The most difficult element is reaching agreement on interoperability standards and protocols, Chertoff said, although cultural resistance has also played a role. "In some communities, not all, there are some long-standing cultural differences between different kinds of responders -- police, fire and EMS -- that have caused resistance to working together," he said.

For example, officials in some regions differ about whether their communities should drop the short-hand 10-code for a more universal language, especially since the codes can vary from place to place, he said.

Chertoff warned against comparing one region to another in the assessment, noting that Chicago had previously scored well in an assessment of interoperability in 2004. The reason the Chicago region as a whole rated in the lowest group in the latest ranking was because of the inclusion of all of Cook County, which includes 128 municipalities along with Chicago. "What the scorecard identified was these two entities, the city [of Chicago] and the county, needed to come together and work more effectively as a unified whole to building interoperability across the entire region," Chertoff said.

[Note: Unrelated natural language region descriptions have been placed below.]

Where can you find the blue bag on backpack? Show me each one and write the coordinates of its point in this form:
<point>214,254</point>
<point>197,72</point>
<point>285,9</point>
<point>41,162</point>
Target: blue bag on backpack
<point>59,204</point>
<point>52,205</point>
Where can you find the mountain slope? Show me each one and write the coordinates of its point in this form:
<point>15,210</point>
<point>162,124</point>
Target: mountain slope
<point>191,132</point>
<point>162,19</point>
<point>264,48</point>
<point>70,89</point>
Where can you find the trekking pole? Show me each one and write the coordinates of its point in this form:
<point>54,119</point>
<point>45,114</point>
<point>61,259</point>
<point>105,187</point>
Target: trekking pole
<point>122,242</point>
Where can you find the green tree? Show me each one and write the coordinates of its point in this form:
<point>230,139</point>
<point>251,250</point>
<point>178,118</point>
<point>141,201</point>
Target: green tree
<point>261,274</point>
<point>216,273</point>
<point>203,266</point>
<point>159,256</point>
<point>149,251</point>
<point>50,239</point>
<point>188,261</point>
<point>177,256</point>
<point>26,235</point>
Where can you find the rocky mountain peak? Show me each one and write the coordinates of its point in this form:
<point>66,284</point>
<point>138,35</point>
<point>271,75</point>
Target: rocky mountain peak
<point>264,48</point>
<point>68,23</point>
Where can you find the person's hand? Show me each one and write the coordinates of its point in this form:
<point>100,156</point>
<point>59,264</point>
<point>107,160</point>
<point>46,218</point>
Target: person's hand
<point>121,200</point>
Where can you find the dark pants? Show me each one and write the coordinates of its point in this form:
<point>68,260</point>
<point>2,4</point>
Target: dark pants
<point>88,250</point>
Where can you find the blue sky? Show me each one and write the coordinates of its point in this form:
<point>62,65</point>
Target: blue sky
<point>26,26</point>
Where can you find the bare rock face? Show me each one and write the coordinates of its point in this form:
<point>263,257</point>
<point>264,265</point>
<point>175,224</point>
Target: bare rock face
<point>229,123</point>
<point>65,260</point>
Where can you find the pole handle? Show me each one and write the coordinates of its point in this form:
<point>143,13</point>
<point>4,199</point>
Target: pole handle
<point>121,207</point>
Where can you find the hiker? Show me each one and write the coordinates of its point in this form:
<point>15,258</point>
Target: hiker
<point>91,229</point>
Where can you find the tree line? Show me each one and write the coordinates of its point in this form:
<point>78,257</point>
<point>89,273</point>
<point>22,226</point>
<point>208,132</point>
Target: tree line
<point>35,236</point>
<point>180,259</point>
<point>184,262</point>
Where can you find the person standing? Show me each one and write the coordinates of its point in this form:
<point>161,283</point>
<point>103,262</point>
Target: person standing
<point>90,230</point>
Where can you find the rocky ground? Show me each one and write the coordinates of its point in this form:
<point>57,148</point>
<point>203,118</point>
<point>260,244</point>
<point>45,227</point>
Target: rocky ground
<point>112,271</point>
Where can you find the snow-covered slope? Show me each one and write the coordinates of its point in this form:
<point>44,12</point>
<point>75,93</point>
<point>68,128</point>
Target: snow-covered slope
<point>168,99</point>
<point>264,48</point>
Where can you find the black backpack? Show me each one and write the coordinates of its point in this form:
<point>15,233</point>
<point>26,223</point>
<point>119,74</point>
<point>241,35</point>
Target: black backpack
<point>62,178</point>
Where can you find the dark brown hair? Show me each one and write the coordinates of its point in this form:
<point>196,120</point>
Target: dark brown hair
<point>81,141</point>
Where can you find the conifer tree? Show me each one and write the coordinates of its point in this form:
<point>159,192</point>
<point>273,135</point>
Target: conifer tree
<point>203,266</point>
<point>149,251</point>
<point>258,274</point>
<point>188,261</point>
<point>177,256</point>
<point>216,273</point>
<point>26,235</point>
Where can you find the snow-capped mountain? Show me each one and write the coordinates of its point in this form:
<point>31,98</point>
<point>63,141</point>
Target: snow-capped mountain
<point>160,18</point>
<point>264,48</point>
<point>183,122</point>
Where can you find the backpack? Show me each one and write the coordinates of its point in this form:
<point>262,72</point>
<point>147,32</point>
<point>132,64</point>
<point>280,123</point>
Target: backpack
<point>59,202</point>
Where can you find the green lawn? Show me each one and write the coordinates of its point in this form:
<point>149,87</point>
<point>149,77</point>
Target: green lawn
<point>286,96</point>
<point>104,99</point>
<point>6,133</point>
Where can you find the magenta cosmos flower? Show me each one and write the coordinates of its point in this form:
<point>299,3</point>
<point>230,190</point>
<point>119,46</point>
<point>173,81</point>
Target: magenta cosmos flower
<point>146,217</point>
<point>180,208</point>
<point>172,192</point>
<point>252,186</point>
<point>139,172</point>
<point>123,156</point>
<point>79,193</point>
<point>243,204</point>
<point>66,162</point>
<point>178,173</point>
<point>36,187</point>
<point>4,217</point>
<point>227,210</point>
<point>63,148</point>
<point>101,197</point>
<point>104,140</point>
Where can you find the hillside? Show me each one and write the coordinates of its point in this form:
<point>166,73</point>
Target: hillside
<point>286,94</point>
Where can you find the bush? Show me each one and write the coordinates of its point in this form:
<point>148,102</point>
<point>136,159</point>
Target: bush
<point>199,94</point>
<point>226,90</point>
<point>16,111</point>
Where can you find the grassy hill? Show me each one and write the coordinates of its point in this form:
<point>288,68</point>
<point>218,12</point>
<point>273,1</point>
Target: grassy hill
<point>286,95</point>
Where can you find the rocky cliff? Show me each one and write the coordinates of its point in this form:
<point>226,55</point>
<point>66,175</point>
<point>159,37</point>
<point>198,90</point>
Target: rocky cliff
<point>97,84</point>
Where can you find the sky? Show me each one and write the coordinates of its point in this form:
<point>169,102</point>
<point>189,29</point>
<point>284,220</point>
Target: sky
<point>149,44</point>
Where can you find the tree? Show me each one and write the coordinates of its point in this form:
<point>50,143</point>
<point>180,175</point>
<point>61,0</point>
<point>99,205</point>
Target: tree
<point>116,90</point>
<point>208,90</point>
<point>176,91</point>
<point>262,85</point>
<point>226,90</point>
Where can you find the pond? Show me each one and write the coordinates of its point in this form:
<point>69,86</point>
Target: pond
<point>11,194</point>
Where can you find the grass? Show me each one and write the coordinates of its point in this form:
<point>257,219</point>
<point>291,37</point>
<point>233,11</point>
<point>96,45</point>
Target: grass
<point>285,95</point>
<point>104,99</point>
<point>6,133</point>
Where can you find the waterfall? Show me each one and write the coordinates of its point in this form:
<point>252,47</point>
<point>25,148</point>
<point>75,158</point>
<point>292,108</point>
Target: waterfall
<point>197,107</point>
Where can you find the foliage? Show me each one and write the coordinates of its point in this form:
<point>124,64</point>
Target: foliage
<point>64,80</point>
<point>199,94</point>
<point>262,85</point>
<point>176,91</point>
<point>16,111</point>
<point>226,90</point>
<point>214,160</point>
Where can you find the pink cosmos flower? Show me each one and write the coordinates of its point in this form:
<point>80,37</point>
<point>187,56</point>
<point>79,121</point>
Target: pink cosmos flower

Chicago's Office of Emergency Management and Communications issued a statement shortly after the DHS evaluation was released, saying, "We strongly disagree with the results of this study, and feel the parameters of the study were inconsistent and limited." Chicago's own emergency communications have been lauded by DHS in the past, the agency noted, adding that the Chicago region was the largest urban area evaluated in the DHS scorecard.

"Surprisingly, technology capabilities were not included in the DHS evaluation of interoperability," the statement added. If that had been done, "it would have found the City of Chicago is fully capable of communicating with radios from Cook County and any of our 128 other municipal jurisdictions in the county." Further, a new IP-bridging technology helps the region communicate with equipment from New York to Los Angeles "and any jurisdiction in between."